De nouveau, le doigt fatal se dressait sur le sable lisse.
Et ils ré-enfouirent le doigt, la main, tout, comme ils l’avaient fait la veille. Puis ils allèrent quérir çà et là d’énormes galets et des quartiers de roches qu’ils entassèrent par-dessus.

Oui, mais deux heures plus tard le doigt reparaissait. Les pierres, pourtant lourdes, semblaient s’être écartées d’elles-mêmes, respectueusement et formaient un cercle à distance. Alors, on eut recours à d’autres moyens.

Le recteur de Penvénan,

accompagné d’un chantre et d’un enfant de chœur, vint conjurer le mort en l’aspergeant d’eau bénite. Mais le beau capitaine n’était probablement pas chrétien car il ne se laissa pas conjurer.
– « Il redemande sa bague ! » répéta la femme qui avait parlé la première fois.

Maintenant, chacun pensait comme elle.

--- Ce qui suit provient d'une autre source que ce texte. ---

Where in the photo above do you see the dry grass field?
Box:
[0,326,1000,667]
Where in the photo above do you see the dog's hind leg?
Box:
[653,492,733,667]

Mais où la trouver pour la lui rendre ?

L’enfant de chœur, agenouillé dans le sable, s’exclama :
– « Ce doigt-là a été ressoudé par la puissance de Dieu ou du diable après avoir été coupé avec des dents. Et, certes, ces dents-là étaient aiguisées et fines. »

Il n’avait pas achevé que, par la route goémonière qui mène de la mer aux maisons de Buguélès, apparaissait Môna Paranthoën, la couturière. Du moins, les ménagères la reconnurent à sa robe de double-chaîne et à l’élégance fraîche de son tablier. Car de son visage on ne voyait rien, tellement il était entortillé de linges et de bandages.

Sur son corps si souple, elle avait l’air de porter une tête monstrueuse.
Elle avançait lentement, exhalant une plainte sourde à chaque pas qu’elle faisait.

Lorsqu’elle fut arrivée au groupe, elle pria d’un geste qu’on la laisse passer.

Entre le pouce et l’index, elle tenait une grosse bague d’or …

Vous devinez le reste !

Les hommes voulurent faire un mauvais parti à Môna Paranthoën. Mais elle écarta les linges qui couvraient sa figure et leur montra sa bouche aux dents, pleines de pus.  

On se contenta de la fuir, comme une pestiférée.

Je l’ai rencontrée plus d’une fois, vaguant par les chemins, la tête toujours enveloppée de haillons. Elle ne pouvait plus parler, mais elle geignait lugubrement.

Quant au capitaine étranger, depuis lors, il repose en paix, sa belle chevalière en d’or au doigt, et rêvant, je l’imagine, de la « douce » qui la lui avait donnée !

Auteur/autrice : ZAZA-RAMBETTE

Une bête à corne née un 13 AVRIL 1952 Maman et Mère-Grand...! Vous trouverez ici : humour de bon matin, sagas historiques sur ma Bretagne, des contes et légendes, des nouvelles et poèmes, de très belles photographies de paysages et d’animaux, de la musique (une petite préférence pour la musique celte), des articles culturels, et de temps en temps quelques coups de gueules...! Tous droits réservés ©

30 réflexions sur « La bague du capitaine – 2/2 … !!! »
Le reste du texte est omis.